Протест, особенно протест с погромами всегда ведет к озлоблению, раздраю в обществе. Нельзя допустить этого в России. Памятуя слова Пушкина о российском бунте…
Я активный сторонник того, чтобы максимально сохранять спокойствие и порядок. Конечно, есть то, что справедливо критикуется, что важно исправлять, но мне кажется, что надо искать инструменты и возможности для того, чтобы не приводить общество в болезненное состояние. Сейчас пандемия, раздражение накопилось у всех, и очень важно выходить из этого состояния плавно. Надо поэтапно решать проблемы с ЕС и с американцами, конечно, но всегда помнить, что это улица с двухсторонним движением. Для нас же приоритетнее экономика, социальные вопросы и, конечно, обеспечение безопасности и обороноспособности.
— Как бы вы оценили реформу Российской академии наук? Можно ли было без нее обойтись, удалось ли решить те проблемы, которые реформа призвана была решить?

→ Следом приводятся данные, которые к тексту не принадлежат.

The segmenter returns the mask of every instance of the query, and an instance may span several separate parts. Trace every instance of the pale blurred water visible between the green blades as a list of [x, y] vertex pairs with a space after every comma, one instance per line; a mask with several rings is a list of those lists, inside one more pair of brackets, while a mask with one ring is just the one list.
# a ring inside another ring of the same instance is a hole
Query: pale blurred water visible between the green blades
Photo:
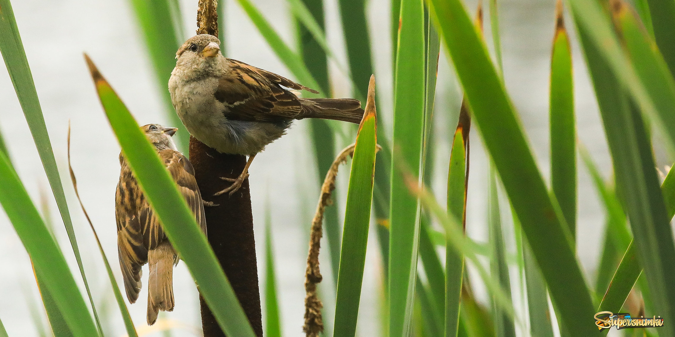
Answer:
[[[227, 57], [292, 78], [240, 7], [232, 1], [221, 1], [221, 4], [223, 3], [227, 13], [225, 20]], [[548, 179], [549, 57], [555, 1], [502, 0], [499, 3], [506, 87], [520, 114], [539, 167]], [[288, 3], [284, 0], [255, 0], [254, 4], [261, 9], [281, 36], [295, 45], [294, 22], [290, 20]], [[117, 311], [101, 257], [88, 224], [74, 199], [72, 185], [68, 179], [66, 133], [70, 120], [72, 163], [78, 177], [80, 195], [111, 259], [115, 276], [121, 281], [117, 267], [114, 216], [114, 193], [119, 177], [117, 160], [119, 146], [94, 92], [82, 59], [82, 52], [88, 53], [94, 59], [141, 125], [167, 123], [167, 117], [162, 110], [164, 106], [159, 94], [160, 89], [157, 88], [153, 78], [152, 65], [146, 55], [142, 36], [130, 8], [130, 1], [21, 0], [13, 1], [12, 5], [38, 96], [41, 99], [57, 163], [62, 171], [75, 232], [94, 299], [103, 319], [102, 323], [104, 328], [113, 331], [110, 336], [124, 336], [124, 325]], [[195, 28], [197, 1], [181, 0], [180, 5], [186, 32], [189, 34], [184, 37], [188, 38]], [[475, 1], [467, 3], [470, 11], [475, 11], [475, 5]], [[338, 62], [346, 64], [342, 36], [338, 33], [342, 29], [337, 1], [325, 0], [325, 11], [329, 44], [335, 51]], [[389, 1], [369, 1], [369, 24], [378, 84], [379, 118], [385, 119], [390, 125], [392, 106]], [[574, 29], [571, 26], [568, 26], [568, 29], [574, 36]], [[491, 36], [487, 25], [486, 34], [489, 40]], [[573, 37], [572, 41], [578, 137], [589, 148], [605, 177], [610, 177], [611, 160], [597, 104], [576, 38]], [[446, 60], [441, 55], [435, 106], [438, 152], [435, 171], [437, 179], [433, 187], [437, 195], [445, 193], [443, 185], [447, 179], [450, 152], [448, 140], [450, 132], [454, 132], [460, 99], [458, 85], [451, 80], [452, 71]], [[350, 84], [333, 61], [331, 61], [331, 82], [335, 96], [350, 96]], [[26, 183], [33, 200], [49, 209], [59, 243], [65, 255], [70, 258], [70, 267], [74, 271], [77, 270], [43, 167], [14, 88], [4, 69], [0, 71], [0, 130], [22, 181]], [[390, 128], [387, 133], [391, 135]], [[476, 130], [472, 131], [471, 137], [466, 227], [471, 237], [478, 241], [487, 241], [487, 157]], [[352, 140], [338, 140], [338, 144], [341, 145], [350, 142]], [[319, 183], [315, 179], [317, 174], [313, 160], [306, 121], [298, 121], [288, 135], [268, 146], [263, 154], [257, 156], [250, 169], [259, 276], [261, 280], [264, 279], [263, 225], [265, 203], [269, 200], [281, 324], [285, 336], [302, 334], [306, 239], [319, 195]], [[661, 167], [668, 164], [665, 158], [657, 156], [657, 160]], [[578, 171], [577, 252], [585, 274], [591, 278], [588, 280], [590, 283], [595, 278], [605, 214], [599, 205], [597, 193], [591, 185], [587, 171], [580, 163]], [[346, 172], [348, 169], [343, 168], [338, 178], [338, 199], [342, 199], [340, 204], [343, 206], [348, 179]], [[508, 210], [508, 205], [504, 205], [502, 210]], [[503, 214], [502, 217], [505, 222], [510, 221], [508, 214]], [[512, 243], [512, 240], [508, 239], [513, 235], [512, 229], [506, 231], [506, 235], [506, 241]], [[322, 245], [327, 247], [325, 239]], [[324, 248], [322, 254], [323, 289], [328, 298], [325, 306], [329, 308], [331, 297], [334, 295], [329, 290], [332, 287], [332, 278], [327, 263], [327, 249]], [[515, 276], [512, 276], [512, 280], [513, 277]], [[360, 305], [359, 336], [379, 336], [380, 282], [381, 262], [375, 231], [371, 230]], [[143, 283], [146, 284], [145, 278]], [[514, 302], [519, 305], [518, 282], [512, 281], [512, 287]], [[175, 310], [163, 318], [182, 327], [174, 330], [173, 336], [199, 336], [198, 296], [194, 282], [182, 263], [174, 273], [174, 289]], [[138, 303], [129, 305], [137, 326], [145, 325], [145, 291], [146, 287], [142, 290]], [[487, 301], [485, 291], [480, 287], [477, 288], [477, 295], [479, 299]], [[33, 311], [38, 311], [38, 314], [34, 315]], [[28, 255], [5, 214], [0, 212], [0, 317], [9, 336], [38, 336], [38, 330], [35, 328], [36, 317], [46, 322], [42, 312]], [[146, 336], [160, 336], [160, 334], [152, 333]]]

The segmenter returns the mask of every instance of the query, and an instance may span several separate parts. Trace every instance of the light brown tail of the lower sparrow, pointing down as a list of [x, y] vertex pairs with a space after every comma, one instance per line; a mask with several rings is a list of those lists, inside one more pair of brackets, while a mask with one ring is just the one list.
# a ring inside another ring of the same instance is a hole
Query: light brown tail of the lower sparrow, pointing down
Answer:
[[175, 250], [169, 241], [148, 251], [148, 325], [155, 324], [159, 311], [173, 310], [173, 264]]

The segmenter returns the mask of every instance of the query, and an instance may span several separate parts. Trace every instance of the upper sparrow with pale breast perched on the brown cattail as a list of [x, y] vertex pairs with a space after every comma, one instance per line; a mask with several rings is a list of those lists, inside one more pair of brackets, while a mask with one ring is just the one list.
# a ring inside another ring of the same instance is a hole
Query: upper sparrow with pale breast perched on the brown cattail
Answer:
[[275, 73], [227, 59], [215, 36], [192, 36], [178, 49], [169, 79], [171, 101], [185, 127], [221, 153], [249, 156], [232, 185], [234, 193], [258, 152], [286, 133], [294, 119], [321, 118], [358, 124], [361, 103], [354, 99], [299, 98], [290, 89], [317, 91]]

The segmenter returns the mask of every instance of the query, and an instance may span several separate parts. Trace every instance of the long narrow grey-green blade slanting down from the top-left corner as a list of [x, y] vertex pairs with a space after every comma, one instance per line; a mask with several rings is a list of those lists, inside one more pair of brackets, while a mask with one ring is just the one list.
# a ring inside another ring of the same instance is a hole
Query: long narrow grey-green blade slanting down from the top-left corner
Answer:
[[[63, 193], [61, 177], [59, 176], [59, 170], [56, 166], [56, 160], [51, 148], [49, 133], [47, 132], [47, 125], [45, 124], [45, 117], [42, 113], [37, 91], [35, 90], [33, 76], [30, 72], [30, 67], [28, 66], [28, 59], [26, 59], [26, 51], [24, 51], [24, 44], [21, 41], [19, 29], [16, 25], [16, 19], [14, 18], [14, 11], [11, 9], [11, 2], [9, 0], [0, 0], [0, 8], [2, 9], [0, 10], [0, 32], [3, 32], [0, 34], [0, 52], [5, 60], [9, 78], [11, 78], [11, 82], [14, 84], [16, 96], [19, 99], [24, 115], [26, 116], [26, 122], [28, 123], [28, 128], [30, 129], [30, 133], [38, 150], [40, 160], [45, 168], [49, 186], [51, 187], [57, 207], [61, 213], [63, 225], [65, 226], [65, 231], [68, 233], [68, 239], [73, 248], [78, 268], [80, 268], [80, 275], [84, 281], [84, 288], [86, 289], [89, 303], [94, 313], [94, 321], [96, 322], [97, 330], [99, 335], [101, 335], [103, 334], [103, 331], [101, 330], [101, 324], [99, 323], [99, 316], [96, 313], [96, 307], [94, 307], [94, 300], [91, 296], [89, 283], [84, 274], [80, 249], [78, 248], [78, 242], [73, 230], [73, 223], [70, 218], [68, 204], [65, 201], [65, 193]], [[6, 149], [4, 152], [7, 153]]]

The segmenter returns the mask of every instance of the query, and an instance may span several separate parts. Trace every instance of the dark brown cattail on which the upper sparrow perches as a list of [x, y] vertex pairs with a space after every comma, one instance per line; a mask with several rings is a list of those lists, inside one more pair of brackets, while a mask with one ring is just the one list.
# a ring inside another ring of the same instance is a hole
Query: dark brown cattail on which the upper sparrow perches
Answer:
[[[218, 36], [217, 8], [217, 0], [199, 0], [197, 34]], [[217, 197], [213, 196], [231, 184], [221, 177], [236, 178], [242, 173], [246, 156], [221, 154], [190, 137], [190, 162], [194, 166], [194, 176], [202, 197], [205, 201], [218, 205], [205, 208], [209, 244], [213, 247], [213, 252], [229, 283], [232, 284], [253, 331], [257, 336], [263, 337], [263, 316], [248, 179], [232, 195], [224, 193]], [[199, 302], [204, 337], [225, 336], [202, 297], [199, 298]]]

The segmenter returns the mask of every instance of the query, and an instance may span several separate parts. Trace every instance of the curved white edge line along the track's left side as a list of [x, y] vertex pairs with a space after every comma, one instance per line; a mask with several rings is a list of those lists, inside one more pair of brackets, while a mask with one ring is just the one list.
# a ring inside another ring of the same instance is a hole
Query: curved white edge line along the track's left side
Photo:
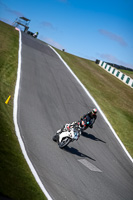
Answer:
[[42, 184], [42, 182], [41, 182], [41, 180], [40, 180], [35, 168], [33, 167], [32, 163], [31, 163], [31, 161], [30, 161], [30, 159], [29, 159], [29, 157], [27, 155], [23, 140], [22, 140], [21, 135], [20, 135], [18, 122], [17, 122], [18, 92], [19, 92], [20, 73], [21, 73], [21, 50], [22, 50], [22, 36], [21, 36], [21, 31], [19, 31], [18, 71], [17, 71], [17, 80], [16, 80], [15, 94], [14, 94], [14, 108], [13, 108], [13, 119], [14, 119], [15, 131], [16, 131], [16, 135], [17, 135], [17, 138], [18, 138], [22, 153], [24, 155], [24, 158], [25, 158], [26, 162], [28, 163], [29, 168], [30, 168], [33, 176], [35, 177], [36, 182], [40, 186], [41, 190], [43, 191], [43, 193], [45, 194], [47, 199], [48, 200], [52, 200], [52, 198], [50, 197], [50, 195], [46, 191], [44, 185]]

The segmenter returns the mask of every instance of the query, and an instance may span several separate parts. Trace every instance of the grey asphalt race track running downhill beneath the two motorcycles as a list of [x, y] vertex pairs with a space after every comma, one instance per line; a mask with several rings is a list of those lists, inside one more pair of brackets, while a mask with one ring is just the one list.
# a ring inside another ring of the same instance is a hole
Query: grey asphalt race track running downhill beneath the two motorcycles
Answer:
[[22, 33], [18, 125], [53, 200], [133, 199], [133, 165], [100, 113], [94, 128], [66, 149], [52, 141], [65, 123], [79, 120], [93, 107], [55, 52]]

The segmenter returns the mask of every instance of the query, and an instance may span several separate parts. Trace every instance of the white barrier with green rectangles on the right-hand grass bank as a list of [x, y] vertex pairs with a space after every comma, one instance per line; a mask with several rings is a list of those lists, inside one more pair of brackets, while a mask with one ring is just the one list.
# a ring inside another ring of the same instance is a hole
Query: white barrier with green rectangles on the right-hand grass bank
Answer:
[[123, 74], [121, 71], [118, 69], [112, 67], [111, 65], [108, 65], [104, 61], [100, 60], [99, 66], [102, 67], [104, 70], [106, 70], [108, 73], [114, 75], [116, 78], [124, 82], [126, 85], [130, 86], [133, 88], [133, 79], [131, 79], [129, 76], [126, 74]]

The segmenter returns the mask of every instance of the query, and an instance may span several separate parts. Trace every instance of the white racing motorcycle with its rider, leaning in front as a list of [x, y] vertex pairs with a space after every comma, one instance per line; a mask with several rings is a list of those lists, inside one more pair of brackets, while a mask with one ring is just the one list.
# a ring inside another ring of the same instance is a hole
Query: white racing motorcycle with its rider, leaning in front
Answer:
[[62, 129], [59, 129], [53, 136], [53, 141], [57, 142], [62, 149], [70, 142], [77, 141], [81, 135], [81, 127], [77, 122], [65, 124]]

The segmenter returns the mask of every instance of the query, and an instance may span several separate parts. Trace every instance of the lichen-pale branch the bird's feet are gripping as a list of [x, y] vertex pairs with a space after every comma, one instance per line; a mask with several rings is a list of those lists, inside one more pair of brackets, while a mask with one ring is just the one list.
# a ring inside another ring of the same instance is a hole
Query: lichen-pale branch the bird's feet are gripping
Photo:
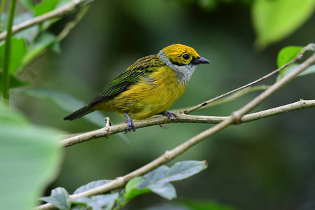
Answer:
[[[243, 116], [238, 123], [248, 123], [253, 120], [259, 120], [262, 118], [267, 118], [270, 116], [279, 115], [281, 113], [286, 113], [289, 111], [295, 111], [299, 109], [307, 109], [315, 107], [315, 100], [300, 100], [300, 102], [295, 102], [293, 104], [286, 104], [284, 106], [279, 106], [274, 109], [267, 109], [265, 111], [260, 111], [257, 113], [251, 113], [246, 116]], [[134, 126], [138, 128], [142, 127], [150, 127], [153, 125], [160, 125], [165, 123], [209, 123], [209, 124], [218, 124], [223, 120], [228, 119], [228, 117], [214, 117], [214, 116], [189, 116], [182, 112], [178, 114], [179, 118], [175, 118], [169, 121], [169, 119], [165, 116], [148, 118], [144, 120], [134, 121]], [[75, 144], [80, 144], [85, 141], [90, 141], [92, 139], [106, 137], [109, 138], [113, 134], [117, 134], [120, 132], [125, 132], [126, 123], [122, 123], [119, 125], [109, 126], [109, 118], [106, 118], [106, 127], [103, 127], [99, 130], [94, 130], [92, 132], [87, 132], [85, 134], [80, 134], [76, 137], [70, 137], [68, 139], [64, 139], [60, 141], [62, 146], [73, 146]]]

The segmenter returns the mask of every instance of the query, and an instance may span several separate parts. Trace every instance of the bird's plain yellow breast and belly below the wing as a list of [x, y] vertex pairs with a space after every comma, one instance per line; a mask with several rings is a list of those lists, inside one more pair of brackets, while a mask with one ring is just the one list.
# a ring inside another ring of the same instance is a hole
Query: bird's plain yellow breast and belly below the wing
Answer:
[[128, 113], [130, 118], [144, 119], [167, 111], [186, 90], [176, 72], [169, 66], [160, 67], [146, 78], [141, 78], [129, 90], [99, 104], [99, 109]]

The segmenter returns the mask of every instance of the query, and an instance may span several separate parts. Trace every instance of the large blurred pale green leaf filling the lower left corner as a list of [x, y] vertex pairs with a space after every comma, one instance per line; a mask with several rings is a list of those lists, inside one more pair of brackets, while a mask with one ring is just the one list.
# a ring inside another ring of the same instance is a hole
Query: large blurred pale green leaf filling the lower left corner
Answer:
[[13, 109], [0, 116], [1, 209], [32, 209], [59, 172], [62, 133], [31, 126]]

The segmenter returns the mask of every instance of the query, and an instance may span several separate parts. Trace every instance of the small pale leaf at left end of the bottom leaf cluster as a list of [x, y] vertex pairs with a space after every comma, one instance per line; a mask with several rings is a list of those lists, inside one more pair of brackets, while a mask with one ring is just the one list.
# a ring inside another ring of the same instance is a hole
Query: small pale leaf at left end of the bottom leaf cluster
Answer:
[[39, 200], [51, 203], [60, 210], [68, 210], [71, 208], [69, 193], [64, 188], [55, 188], [51, 190], [51, 195], [48, 197], [40, 197]]

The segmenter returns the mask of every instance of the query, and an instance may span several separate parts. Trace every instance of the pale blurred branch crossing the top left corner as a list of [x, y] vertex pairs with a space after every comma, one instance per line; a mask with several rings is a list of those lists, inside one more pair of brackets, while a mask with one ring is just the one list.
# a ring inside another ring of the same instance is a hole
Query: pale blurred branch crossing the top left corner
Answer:
[[[15, 34], [18, 31], [21, 31], [22, 29], [26, 29], [28, 27], [31, 27], [33, 25], [36, 25], [38, 23], [44, 22], [45, 20], [49, 20], [52, 18], [58, 18], [62, 17], [68, 13], [70, 13], [73, 9], [78, 7], [80, 4], [84, 3], [86, 0], [73, 0], [69, 3], [66, 3], [64, 6], [61, 6], [59, 8], [56, 8], [55, 10], [50, 11], [49, 13], [45, 13], [43, 15], [39, 15], [35, 18], [32, 18], [30, 20], [26, 20], [25, 22], [21, 22], [18, 25], [14, 25], [12, 27], [12, 33]], [[0, 34], [0, 41], [6, 38], [7, 31], [3, 31]]]

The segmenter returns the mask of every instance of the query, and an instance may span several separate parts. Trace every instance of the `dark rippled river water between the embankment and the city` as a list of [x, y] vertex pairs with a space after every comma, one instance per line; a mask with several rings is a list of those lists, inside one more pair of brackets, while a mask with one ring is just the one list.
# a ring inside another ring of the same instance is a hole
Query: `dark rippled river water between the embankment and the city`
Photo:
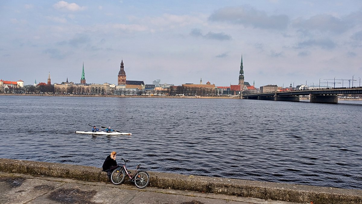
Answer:
[[[0, 96], [0, 158], [362, 189], [362, 102]], [[131, 136], [91, 136], [111, 126]]]

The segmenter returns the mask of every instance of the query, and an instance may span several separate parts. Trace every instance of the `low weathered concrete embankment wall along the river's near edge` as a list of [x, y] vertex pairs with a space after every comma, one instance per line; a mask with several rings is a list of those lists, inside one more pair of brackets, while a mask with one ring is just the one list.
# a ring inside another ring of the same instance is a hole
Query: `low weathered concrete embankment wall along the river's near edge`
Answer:
[[[109, 182], [97, 167], [0, 158], [0, 171]], [[362, 190], [201, 177], [148, 171], [151, 187], [314, 204], [362, 204]]]

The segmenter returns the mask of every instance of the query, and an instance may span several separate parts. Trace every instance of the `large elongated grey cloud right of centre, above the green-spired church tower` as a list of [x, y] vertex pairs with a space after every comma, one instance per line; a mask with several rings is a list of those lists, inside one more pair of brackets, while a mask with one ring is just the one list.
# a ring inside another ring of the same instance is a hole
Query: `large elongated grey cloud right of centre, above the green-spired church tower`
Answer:
[[286, 15], [268, 16], [264, 11], [256, 10], [247, 5], [219, 9], [211, 14], [209, 20], [276, 30], [286, 29], [289, 24], [289, 17]]

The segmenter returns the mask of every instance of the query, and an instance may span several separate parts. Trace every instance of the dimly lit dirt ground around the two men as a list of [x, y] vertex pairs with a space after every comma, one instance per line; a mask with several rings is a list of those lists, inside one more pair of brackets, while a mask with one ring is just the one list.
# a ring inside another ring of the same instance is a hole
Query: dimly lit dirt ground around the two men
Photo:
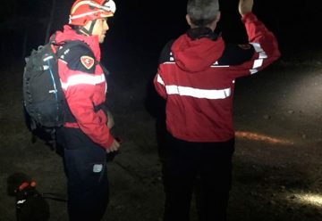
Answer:
[[[309, 59], [282, 57], [267, 70], [236, 81], [230, 221], [322, 220], [321, 61], [321, 53]], [[155, 119], [144, 105], [156, 66], [151, 62], [140, 69], [138, 62], [139, 58], [127, 67], [135, 78], [119, 65], [110, 83], [123, 145], [108, 164], [111, 194], [106, 221], [162, 220], [165, 196]], [[6, 194], [6, 178], [14, 172], [33, 177], [39, 192], [66, 196], [62, 160], [45, 143], [31, 143], [24, 125], [21, 70], [21, 65], [14, 65], [1, 70], [0, 76], [1, 221], [15, 220], [14, 198]], [[140, 76], [141, 72], [147, 74]], [[50, 220], [67, 220], [64, 202], [47, 201]], [[192, 221], [197, 220], [195, 204]]]

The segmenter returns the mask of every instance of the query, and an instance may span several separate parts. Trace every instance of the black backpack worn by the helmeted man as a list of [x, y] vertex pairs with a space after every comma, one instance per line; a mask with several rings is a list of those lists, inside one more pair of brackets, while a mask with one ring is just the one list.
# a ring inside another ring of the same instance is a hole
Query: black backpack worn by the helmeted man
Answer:
[[[55, 130], [64, 125], [68, 110], [58, 75], [57, 60], [66, 49], [74, 45], [86, 45], [81, 41], [67, 41], [57, 45], [54, 37], [46, 45], [32, 50], [30, 56], [25, 58], [22, 81], [27, 127], [33, 135], [49, 144], [55, 143]], [[53, 51], [54, 47], [56, 52]], [[33, 136], [34, 141], [35, 138]]]

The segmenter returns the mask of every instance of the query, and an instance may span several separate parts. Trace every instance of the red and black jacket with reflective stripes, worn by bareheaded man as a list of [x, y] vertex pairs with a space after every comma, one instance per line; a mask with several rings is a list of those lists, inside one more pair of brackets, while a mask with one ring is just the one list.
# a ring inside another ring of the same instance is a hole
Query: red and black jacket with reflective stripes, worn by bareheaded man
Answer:
[[154, 83], [166, 99], [166, 128], [174, 137], [190, 142], [233, 138], [235, 78], [255, 74], [280, 56], [274, 34], [253, 13], [242, 21], [248, 45], [225, 44], [211, 29], [190, 29], [165, 45]]

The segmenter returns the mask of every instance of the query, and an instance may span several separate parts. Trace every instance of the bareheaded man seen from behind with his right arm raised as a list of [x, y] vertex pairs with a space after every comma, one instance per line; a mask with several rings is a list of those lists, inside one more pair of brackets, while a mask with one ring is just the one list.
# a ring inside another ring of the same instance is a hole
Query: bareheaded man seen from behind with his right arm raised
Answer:
[[276, 61], [274, 34], [240, 0], [249, 44], [232, 45], [215, 32], [218, 0], [189, 0], [191, 29], [165, 45], [154, 84], [165, 99], [165, 221], [188, 221], [195, 180], [200, 220], [224, 221], [232, 185], [233, 91], [236, 78]]

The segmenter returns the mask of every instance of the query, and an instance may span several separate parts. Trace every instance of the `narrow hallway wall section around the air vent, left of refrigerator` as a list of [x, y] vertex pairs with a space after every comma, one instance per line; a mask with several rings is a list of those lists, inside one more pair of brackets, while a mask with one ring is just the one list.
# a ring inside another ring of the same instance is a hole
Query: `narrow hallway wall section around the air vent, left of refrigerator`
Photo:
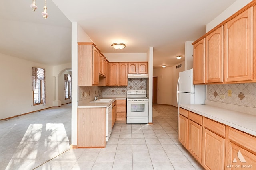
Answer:
[[[180, 64], [181, 64], [181, 67], [176, 68], [176, 66]], [[176, 97], [177, 83], [179, 78], [179, 72], [182, 72], [184, 70], [185, 70], [185, 61], [172, 66], [172, 106], [178, 107], [177, 97]]]

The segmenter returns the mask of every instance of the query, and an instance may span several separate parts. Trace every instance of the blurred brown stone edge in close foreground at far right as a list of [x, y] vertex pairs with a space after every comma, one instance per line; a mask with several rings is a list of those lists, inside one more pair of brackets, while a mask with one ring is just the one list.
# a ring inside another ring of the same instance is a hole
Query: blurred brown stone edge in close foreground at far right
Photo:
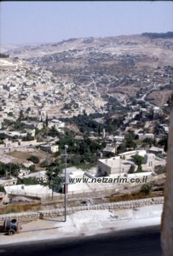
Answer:
[[162, 214], [161, 227], [161, 245], [164, 256], [173, 255], [173, 93], [171, 102], [167, 174], [164, 184], [164, 212]]

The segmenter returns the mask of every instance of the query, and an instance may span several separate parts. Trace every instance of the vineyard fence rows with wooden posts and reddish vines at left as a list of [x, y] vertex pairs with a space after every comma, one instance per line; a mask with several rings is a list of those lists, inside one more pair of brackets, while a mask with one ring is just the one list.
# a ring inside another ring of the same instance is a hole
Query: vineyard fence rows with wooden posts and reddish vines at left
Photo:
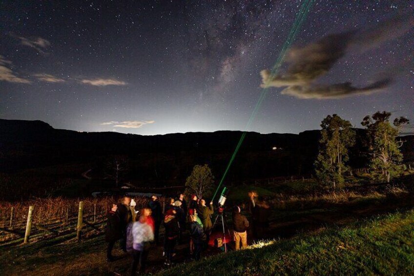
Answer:
[[[136, 210], [148, 204], [148, 198], [134, 198]], [[164, 199], [161, 199], [164, 204]], [[89, 230], [104, 230], [106, 213], [116, 200], [112, 197], [70, 200], [36, 199], [22, 203], [0, 203], [0, 246], [27, 243], [53, 236], [74, 236], [77, 240]]]

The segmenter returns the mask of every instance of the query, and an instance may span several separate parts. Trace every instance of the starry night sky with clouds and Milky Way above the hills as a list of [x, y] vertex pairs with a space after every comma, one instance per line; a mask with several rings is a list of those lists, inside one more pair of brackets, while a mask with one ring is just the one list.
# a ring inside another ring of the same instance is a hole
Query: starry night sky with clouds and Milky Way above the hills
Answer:
[[271, 73], [303, 3], [2, 0], [0, 118], [143, 135], [413, 121], [414, 1], [315, 0]]

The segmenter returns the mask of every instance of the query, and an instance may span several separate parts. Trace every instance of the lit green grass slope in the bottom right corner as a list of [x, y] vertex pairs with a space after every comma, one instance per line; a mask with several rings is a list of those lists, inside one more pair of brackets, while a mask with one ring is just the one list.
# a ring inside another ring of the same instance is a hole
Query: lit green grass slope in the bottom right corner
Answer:
[[343, 229], [263, 241], [247, 250], [179, 265], [159, 275], [413, 275], [414, 212]]

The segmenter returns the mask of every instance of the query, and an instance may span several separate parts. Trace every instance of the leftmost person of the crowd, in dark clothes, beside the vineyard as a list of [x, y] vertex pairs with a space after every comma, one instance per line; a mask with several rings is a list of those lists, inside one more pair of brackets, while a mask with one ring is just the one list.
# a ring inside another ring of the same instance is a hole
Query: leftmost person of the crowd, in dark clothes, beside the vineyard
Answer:
[[106, 227], [105, 227], [105, 241], [108, 243], [106, 248], [106, 261], [111, 262], [114, 260], [112, 256], [112, 249], [117, 240], [122, 237], [121, 233], [121, 218], [116, 212], [118, 207], [116, 204], [110, 205], [110, 210], [106, 214]]

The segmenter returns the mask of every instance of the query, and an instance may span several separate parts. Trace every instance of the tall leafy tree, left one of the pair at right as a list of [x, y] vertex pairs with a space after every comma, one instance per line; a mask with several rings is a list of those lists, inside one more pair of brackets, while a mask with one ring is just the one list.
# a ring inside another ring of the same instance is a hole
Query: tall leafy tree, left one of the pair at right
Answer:
[[328, 115], [321, 124], [319, 154], [315, 161], [316, 176], [333, 190], [337, 184], [344, 183], [343, 173], [349, 169], [348, 148], [355, 143], [355, 131], [349, 121], [336, 114]]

— Реформа РАН нужна была в любом случае. Это признавали все. К сожалению, любая реформа имеет как свои плюсы, так и минусы. Однако, поскольку я все-таки академик из вуза, а не изнутри академии, мне сложно давать оценку. К тому же еще рано судить, насколько она удачна. Многие проблемы пока не удалось разрешить, но определенная работа началась. Разрабатывается Программа стратегического академического лидерства для вузов и создание консорциумов с академическими институтами. Это важно. Нельзя также не отметить, что вузы в последние годы заметно активнее сотрудничают с институтами академии. У нас много профессоров, преподавателей, которые одновременно являются сотрудниками академии. Сейчас мы с ИМЭМО РАН и другими институтами обсуждаем возможность создания консорциума в рамках программы. Речь идет не о формальном открытии дополнительной кафедры какого-то института, а о реализации совместно как научной, так и научно-образовательной программы.
— Как вы лично и университет переживаете коронавирусные времена? Как вам нравится онлайн-образование, может ли оно удовлетворить все потребности студентов МГИМО?
— Тяжело, как и любой другой университет. Но мы справились в прошлом семестре, причем даже неожиданно хорошо. Неожиданно потому, что многие преподаватели никогда прежде не вели занятия в дистанте. В то время когда другие вузы выделили «техническую» неделю на переход, МГИМО практически на следующий день полностью перешел в дистант, причем по расписанию. Мы не отсылали студентов к записанным лекциям, а вели занятия онлайн — языковые занятия, лекции, семинары. Это, конечно, было непросто, но все справились. Я сам читал лекции, принимал участие в защитах магистерских диссертаций. Все было на высоком уровне. Более того, эта форма приучила студентов структурировать свои выступления, создавать видеопрезентации, которые мы видели на экране, в основном через Zoom. Конечно, жаль, что мы не имели возможности вручить выпускникам дипломы очно и провести традиционный выпускной. Дистант — это очень хорошая наработка на будущее. Практически все большие курсы уже записаны в нашей телестудии, так что у студентов есть возможность не только работать онлайн с преподавателем, но и посмотреть лекцию, если они ее пропустили и хотят закрепить материал. Самое главное — мы не идем по пути отсылки к такому заочному обучению. У нас преподаватель занимается со студентами, видит их на экране компьютера, ведет диалог. Ведь нам нужно еще и обеспечить преподавание 52 иностранных языков. В ситуации пандемии у нас выработан довольно жесткий регламент — если заболел один из студентов или преподаватель, группа тут же переводится на дистанционное обучение на определенный период.